Other 2.4 GHz Device Compatibility
Can other devices that operate at 2.4GHz, such as a cordless phone, interfere with the audio/video signal?
Why is the picture fuzzy?
What can I do about interference from my wireless network?
Other devices that use the same radio frequency as X10 products can distort the wireless signals from X10 cameras or Video Transmitters. This will cause the Video Receivers to show static or lines on the screen; buzzing in the audio may also result. If you are experiencing interference between X10 cameras or Video Transmitters/Receivers and some other equipment that uses 2.4 GHz radio frequency, you might want to check the other electronic device's owner's manual for the frequencies of each channel that it uses.

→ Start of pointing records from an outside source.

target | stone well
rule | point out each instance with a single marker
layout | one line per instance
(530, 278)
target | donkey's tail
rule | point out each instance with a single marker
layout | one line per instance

X10 cameras and Video Senders use the following frequencies:
- Channel A: 2.411 GHz
- Channel B: 2.434 GHz
- Channel C: 2.453 GHz
- Channel D: 2.473 GHz
We recommend using a frequency on a non-X10 device that is farthest from channel A or D, depending on which side of the band the other device is transmitting. To change the frequency channel for smaller cameras, remove the small gray rubber stopper on its base. Channel D is at the top and channel A is at the bottom. Replace the rubber plug if you want to use the camera outdoors. Match the A-D switch on the Video Receiver to the camera's setting for best picture.
If you are still experiencing interference, here are some suggestions for improving the signal.
- Move the camera or Video Transmitter. If all else fails, walk around with the it while someone else monitors the image clarity on your television or computer. Remember, moving a camera, Video Transmitter, or Video Receiver up above other electronic devices or obstructions can often strengthen X10 video signals.
- If you have a neighbor with a wireless network, you may be operating on the same channel. You can see if they would be willing to use a different frequency.
- If your phone is using the same frequency, consider one of the newer 5.8 GHz cordless phones or a 900MHz phone.
- If you have an 802.11b wireless internet router/base station, you might consider the newer 802.11g ones that have more non-overlapping channels and much less interference. Plus, they are almost five times faster, giving your X10 camera a much better chance of top quality reception.
- Whichever kind of router you have, try setting it to use only its four highest or lowest channels, then try your X10 system on both A and D again.
- Check for wireless obstructions such as ceramic tile, concrete, brick, stucco - anything that stands in the way of the video signals. Again, moving the X10 items above some of these can make a big difference.